If Beatrice were to head for the Antipodes just now, she would encounter a southern summer only just beginning. And this reversal of the seasons is not the only weather difference she would find.
Here in the north, for example, the smooth, westerly flow of air around the world is disrupted by a number of large mountain ranges - notably the Rockies, the Himalayas and the Alps. They cause the streaming atmosphere aloft to undulate and this, in turn, results in more disturbed conditions near the ground.
There are no comparable barriers south of the Equator, so the air circumnavigates the world in a much more orderly and smoother way. This results in a band of surprisingly persistent winds which run like a ribbon around the globe from west to east. Beatrice would have to cross the "Roaring Forties".
There are other Antipodean peculiarities which might seem strange to us up here. For example, although Australia looks perfectly normal on the weather map, all its weather systems are upside-down and back-to-front.
Buys Ballot's law as it applies in the Northern Hemisphere states that if you stand with your back to the wind, the low pressure is to your left. This, translated to the weather map, means that the wind blows in an anti-clockwise direction around centres of low pressure and clockwise around an anticyclone.
In the Southern Hemisphere, however, everything is reversed; the winds blow clock- wise around depressions and anti-clockwise around the areas of high pressure.
For this reason, some would assert that if Beatrice were to have a bath in the Antipodes, she would afterwards see the water drain clockwise from the tub - rather than anti-clockwise as it is claimed to do up here.
But this is something of a myth.
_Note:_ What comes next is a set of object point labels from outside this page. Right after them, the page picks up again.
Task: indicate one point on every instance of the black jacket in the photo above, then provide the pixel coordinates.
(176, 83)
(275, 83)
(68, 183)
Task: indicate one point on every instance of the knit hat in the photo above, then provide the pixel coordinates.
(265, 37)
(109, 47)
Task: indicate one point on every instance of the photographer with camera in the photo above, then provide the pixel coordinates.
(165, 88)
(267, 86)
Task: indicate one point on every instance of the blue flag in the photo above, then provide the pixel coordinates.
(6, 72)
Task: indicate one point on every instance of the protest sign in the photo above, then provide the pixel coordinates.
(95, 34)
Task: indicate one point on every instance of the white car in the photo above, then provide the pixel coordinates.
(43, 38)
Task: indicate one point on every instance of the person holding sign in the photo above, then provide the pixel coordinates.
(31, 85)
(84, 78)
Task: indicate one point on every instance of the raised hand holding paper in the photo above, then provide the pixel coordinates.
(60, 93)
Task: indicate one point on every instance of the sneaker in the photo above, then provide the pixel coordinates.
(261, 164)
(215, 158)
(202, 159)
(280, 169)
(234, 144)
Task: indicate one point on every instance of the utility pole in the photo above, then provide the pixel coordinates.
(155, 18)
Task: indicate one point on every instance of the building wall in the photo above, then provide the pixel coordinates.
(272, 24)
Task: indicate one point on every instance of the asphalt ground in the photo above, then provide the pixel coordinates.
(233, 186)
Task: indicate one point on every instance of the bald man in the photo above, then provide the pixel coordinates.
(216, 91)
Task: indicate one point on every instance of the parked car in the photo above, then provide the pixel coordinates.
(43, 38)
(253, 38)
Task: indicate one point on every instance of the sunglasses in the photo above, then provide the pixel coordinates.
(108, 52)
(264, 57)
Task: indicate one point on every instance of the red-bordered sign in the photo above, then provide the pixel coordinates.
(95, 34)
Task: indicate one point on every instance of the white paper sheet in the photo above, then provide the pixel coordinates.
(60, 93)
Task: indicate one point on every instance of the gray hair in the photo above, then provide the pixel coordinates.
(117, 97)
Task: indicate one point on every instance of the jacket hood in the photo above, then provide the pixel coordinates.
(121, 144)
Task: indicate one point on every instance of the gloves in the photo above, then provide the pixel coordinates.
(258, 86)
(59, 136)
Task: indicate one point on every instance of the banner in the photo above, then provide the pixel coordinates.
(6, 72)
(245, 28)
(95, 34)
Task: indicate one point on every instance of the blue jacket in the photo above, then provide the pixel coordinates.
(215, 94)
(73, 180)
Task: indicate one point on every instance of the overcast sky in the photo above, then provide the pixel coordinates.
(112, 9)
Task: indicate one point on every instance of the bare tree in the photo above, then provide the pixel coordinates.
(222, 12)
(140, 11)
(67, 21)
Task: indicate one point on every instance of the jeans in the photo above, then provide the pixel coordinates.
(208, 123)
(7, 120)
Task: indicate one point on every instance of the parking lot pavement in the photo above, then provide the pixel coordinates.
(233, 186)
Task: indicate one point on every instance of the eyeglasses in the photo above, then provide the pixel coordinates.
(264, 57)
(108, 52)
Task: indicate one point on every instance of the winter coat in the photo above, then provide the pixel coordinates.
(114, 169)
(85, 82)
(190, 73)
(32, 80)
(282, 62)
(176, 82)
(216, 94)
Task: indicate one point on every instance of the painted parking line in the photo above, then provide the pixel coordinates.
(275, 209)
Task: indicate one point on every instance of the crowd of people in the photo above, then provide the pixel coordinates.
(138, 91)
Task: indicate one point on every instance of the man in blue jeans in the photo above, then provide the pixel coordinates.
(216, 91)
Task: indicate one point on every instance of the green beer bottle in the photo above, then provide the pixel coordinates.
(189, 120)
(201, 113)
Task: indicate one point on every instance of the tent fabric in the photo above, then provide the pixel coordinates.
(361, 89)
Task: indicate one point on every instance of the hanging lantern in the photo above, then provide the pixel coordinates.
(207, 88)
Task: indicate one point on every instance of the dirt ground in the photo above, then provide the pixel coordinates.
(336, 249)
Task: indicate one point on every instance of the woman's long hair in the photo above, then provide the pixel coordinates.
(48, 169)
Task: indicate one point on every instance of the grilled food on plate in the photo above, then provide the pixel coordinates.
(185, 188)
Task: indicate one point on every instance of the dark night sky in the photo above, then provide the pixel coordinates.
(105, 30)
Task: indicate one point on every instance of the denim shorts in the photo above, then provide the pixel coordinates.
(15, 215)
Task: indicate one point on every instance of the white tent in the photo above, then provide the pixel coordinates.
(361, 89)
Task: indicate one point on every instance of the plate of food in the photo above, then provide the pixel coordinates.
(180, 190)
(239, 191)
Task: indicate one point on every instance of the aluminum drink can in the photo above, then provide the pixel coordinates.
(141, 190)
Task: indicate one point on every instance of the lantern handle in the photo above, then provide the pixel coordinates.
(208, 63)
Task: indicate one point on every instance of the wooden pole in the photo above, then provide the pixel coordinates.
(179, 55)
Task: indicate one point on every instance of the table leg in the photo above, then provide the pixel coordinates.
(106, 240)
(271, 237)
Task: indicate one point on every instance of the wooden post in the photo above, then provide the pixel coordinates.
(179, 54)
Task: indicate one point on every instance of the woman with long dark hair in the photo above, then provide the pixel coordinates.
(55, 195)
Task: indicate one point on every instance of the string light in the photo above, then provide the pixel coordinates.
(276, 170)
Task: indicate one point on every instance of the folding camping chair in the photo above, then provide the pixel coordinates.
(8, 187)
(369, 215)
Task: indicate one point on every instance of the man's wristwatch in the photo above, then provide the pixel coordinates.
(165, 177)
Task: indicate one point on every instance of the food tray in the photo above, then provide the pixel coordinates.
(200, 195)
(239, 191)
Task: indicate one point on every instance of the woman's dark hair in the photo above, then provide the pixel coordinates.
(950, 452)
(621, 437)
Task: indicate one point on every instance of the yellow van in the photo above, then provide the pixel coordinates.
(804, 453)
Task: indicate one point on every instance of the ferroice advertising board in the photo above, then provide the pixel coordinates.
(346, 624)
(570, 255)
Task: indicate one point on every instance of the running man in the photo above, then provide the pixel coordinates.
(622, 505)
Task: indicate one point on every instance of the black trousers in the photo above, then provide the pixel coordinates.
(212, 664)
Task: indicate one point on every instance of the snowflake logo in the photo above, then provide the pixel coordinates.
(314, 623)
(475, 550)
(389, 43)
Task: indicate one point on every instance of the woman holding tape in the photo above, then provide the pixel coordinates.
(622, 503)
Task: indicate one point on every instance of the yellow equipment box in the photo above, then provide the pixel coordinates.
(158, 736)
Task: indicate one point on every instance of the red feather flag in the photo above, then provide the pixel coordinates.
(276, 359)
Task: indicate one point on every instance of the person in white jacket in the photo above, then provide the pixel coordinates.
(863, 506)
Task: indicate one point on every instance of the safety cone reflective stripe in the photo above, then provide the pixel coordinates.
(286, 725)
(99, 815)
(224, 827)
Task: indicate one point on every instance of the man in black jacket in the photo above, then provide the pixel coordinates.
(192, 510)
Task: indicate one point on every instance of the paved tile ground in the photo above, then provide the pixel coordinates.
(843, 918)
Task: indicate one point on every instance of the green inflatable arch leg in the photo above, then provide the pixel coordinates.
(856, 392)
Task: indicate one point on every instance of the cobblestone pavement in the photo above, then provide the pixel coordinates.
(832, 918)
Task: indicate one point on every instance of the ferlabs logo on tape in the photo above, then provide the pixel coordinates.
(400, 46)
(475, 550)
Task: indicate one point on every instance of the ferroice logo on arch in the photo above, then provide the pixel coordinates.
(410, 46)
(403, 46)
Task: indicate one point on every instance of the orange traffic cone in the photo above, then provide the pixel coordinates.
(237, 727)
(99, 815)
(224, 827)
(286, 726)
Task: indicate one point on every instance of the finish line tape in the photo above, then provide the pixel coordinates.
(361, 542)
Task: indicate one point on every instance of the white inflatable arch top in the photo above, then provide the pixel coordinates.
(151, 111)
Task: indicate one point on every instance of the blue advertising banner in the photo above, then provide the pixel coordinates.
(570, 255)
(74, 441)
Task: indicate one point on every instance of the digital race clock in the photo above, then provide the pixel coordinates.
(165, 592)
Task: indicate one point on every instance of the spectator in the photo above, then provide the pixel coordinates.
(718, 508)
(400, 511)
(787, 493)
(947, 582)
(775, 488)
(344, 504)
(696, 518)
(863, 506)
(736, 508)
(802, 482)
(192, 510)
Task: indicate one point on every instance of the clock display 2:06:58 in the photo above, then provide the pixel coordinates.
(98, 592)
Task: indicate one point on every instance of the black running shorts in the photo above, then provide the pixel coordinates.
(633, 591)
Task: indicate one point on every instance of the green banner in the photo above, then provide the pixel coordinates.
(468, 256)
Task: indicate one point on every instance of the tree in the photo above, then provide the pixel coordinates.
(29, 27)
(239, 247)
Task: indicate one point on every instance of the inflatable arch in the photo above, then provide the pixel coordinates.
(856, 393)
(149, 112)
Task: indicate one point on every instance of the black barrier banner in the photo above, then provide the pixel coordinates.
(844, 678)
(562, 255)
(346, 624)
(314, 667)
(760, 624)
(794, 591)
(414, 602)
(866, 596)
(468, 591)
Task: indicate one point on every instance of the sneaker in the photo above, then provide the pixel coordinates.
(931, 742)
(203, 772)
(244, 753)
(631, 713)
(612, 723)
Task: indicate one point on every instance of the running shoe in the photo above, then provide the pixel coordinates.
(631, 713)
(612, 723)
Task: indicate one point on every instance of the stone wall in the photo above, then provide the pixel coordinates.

The Coriolis effect, which dictates the direction of the wind around a low, holds good for water just as much as air, but it is only effective for large-scale movements of the fluid.
The scale of the activity in Beatrice's bath can be assumed to be such that the Coriolis effect is very tiny and insignificant compared to pre-existing eddies in the water, the interfering geometry of the tub and, indeed, the sloshing about of Beatrice herself.